A respiração de Gabriel acelerou, o peito subindo e descendo. Fazia muito tempo, muito tempo desde que tinha visto ela assim. E agora era como se ele nunca tivesse visto uma mulher tão bela quanto ela.
No instante seguinte, ele a tomou nos braços, e o suspiro dela se quebrou em uma risada suave, os braços envolvendo instintivamente o pescoço dele. Ele a deitou com cuidado no sofá, sem jamais desviar o olhar do dela.
Então, com mãos firmes começou a se despir. Primeiro, a gravata se afrouxou e caiu no chão. Depois, os botões da camisa, um a um revelaram o peito forte, liso e rígido. Os olhos dele queimavam nos dela, desafiando-a a desviar o olhar.
Ela não desviou. E ele também não conseguiria. Não quando ele estava tão bonito.

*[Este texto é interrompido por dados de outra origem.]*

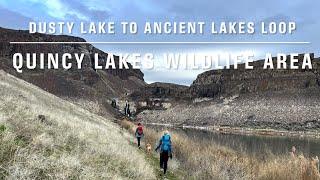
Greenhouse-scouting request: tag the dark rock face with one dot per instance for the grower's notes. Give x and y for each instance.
(86, 83)
(160, 90)
(239, 81)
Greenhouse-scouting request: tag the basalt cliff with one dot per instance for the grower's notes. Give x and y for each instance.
(259, 98)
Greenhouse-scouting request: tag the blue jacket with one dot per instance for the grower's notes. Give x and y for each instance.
(165, 143)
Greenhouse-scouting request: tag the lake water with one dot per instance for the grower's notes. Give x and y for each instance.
(253, 144)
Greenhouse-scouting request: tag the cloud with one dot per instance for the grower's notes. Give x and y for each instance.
(19, 12)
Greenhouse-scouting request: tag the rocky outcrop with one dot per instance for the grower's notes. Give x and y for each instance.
(86, 83)
(228, 82)
(160, 90)
(159, 96)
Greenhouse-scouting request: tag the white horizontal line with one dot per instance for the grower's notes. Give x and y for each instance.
(169, 42)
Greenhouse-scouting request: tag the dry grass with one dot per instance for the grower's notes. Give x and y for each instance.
(209, 161)
(66, 142)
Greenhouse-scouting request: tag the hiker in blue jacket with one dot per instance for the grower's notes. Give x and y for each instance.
(165, 150)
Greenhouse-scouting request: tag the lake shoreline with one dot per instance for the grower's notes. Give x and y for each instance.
(244, 130)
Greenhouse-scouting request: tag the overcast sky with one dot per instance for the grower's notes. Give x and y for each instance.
(17, 14)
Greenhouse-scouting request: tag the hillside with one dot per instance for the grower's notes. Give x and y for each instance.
(87, 83)
(45, 137)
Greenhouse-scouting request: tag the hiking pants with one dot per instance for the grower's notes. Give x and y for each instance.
(138, 139)
(164, 157)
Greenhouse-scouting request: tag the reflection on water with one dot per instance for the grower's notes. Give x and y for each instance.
(252, 144)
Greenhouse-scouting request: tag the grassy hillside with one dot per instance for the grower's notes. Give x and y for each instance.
(43, 136)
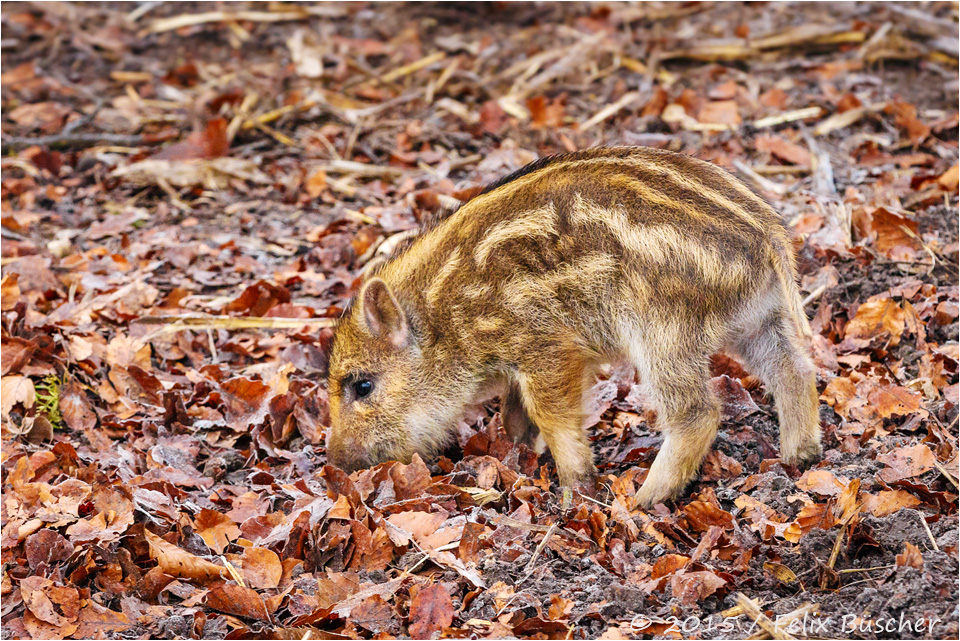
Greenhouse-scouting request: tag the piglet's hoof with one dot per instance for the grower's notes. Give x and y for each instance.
(586, 487)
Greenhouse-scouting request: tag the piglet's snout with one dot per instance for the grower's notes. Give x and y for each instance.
(346, 453)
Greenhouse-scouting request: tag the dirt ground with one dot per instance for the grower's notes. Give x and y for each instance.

Quando por fim as calças e a cueca caíram, os lábios de Isla se entreabriram em choque. O choque percorreu seu corpo como se o estivesse vendo pela primeira vez.
Eles eram casados e ainda assim… tinham vivido como estranhos.
Gabriel se ajoelhou diante dela, a expressão indecifrável, porém tão intensa que fez o coração dela disparar ainda mais. A voz dele era profunda, baixa e autoritária.
— Me dê suas pernas. — Disse ele.
— Primeiro uma, depois a outra.
Ela hesitou por um momento, sem entender o que ele queria dizer. Mas a autoridade na voz dele não lhe deu espaço para dúvida. Devagar e timidamente, ela ergueu uma das pernas.
A mão quente de Gabriel se estendeu, envolvendo seu tornozelo delicado. Seu toque era firme e gentil, causando arrepios em sua perna. Durante todo o tempo, seus olhos nunca se desviaram dos dela. Permaneceram escuros e intensos, mantendo-a imóvel como se ele quisesse que ela sentisse cada segundo daquele momento.
Com uma lentidão deliberada, ele baixou a cabeça. Os dedos desfizeram as tiras delicadas do salto dela, e com um movimento do pulso, o sapato caiu em algum lugar da sala. Ele não parou por aí. Os lábios dele roçaram a pele macia do tornozelo dela de maneira gentil.
A sensação fez com que ela fechasse os olhos. O calor se enroscou em seu estômago, e as coxas se pressionaram instintivamente.
Mas a voz dele veio baixa e autoritária.
— Abra os olhos e olhe para mim, Isla.